COLUMBUS — Don’t bet on a crackdown this year on gambling operations known as Internet cafes.
The Ohio Senate won’t act before the session ends this month on a proposal that amounts to a virtual ban on the game parlors, Senate spokeswoman Angela Meleca said Tuesday.
Senate President Tom Niehaus has told his Republican caucus that he would not bring the bill to a vote, citing a lack of time to fully vet the measure, Meleca said.
The Senate aims to finish its work for the year by Thursday.
The bill was approved by a 2-to-1 margin in House earlier this month. It would shut down nearly all of the estimated 800 sites by narrowly defining what counts as a sweepstake.
Opponents say the Internet cafe computer games that operate like slot machines with cash prizes amount to illegal gambling.
Customers pay for Internet time or phone cards and use them to bet points on computers loaded with games such as poker. Operators say they sell legitimate products with a chance to win a prize.
The announcement of the proposal’s demise this session came on the heels of a packed Senate hearing on the issue.
Ohio Attorney General Mike DeWine has led the push to get rid of the businesses. He told a Senate panel on Tuesday that the amount of cash flowing through the operations made them ripe places for money laundering, organized crime and drug dealings.

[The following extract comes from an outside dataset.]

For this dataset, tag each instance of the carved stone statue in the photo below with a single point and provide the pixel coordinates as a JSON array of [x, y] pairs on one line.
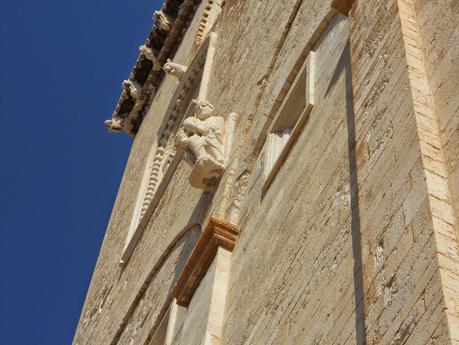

Plus, he said cafes offered the chance for consumers to be scammed. “We don’t know what the payout is to the people who go into these Internet cafes,” he said.
It’s been nearly two years since lawmakers first began weighing what to do about these sweepstakes games that are largely unregulated and don’t face the same scrutiny as casinos and other games of chance. Some favored new regulations while others wanted a ban on the Internet cafes.
DeWine told lawmakers he preferred a ban, but he would leave the decision up to the state Legislature. “The status quo is simply unacceptable,” he added.
The Republican attorney general said later Tuesday that he was disappointed the Senate wouldn’t consider the bill.
“I’m optimistic that the momentum on this issue will continue and the new General Assembly will act early next year,” DeWine said in a statement.
Opponents to the bill lined the hearing room behind DeWine. Many wore T-shirts claiming the measure would take away their jobs.
Owners and employees of Internet cafes had rallied in Cleveland on Monday, warning that forcing them out of business could cost 4,000 jobs or more.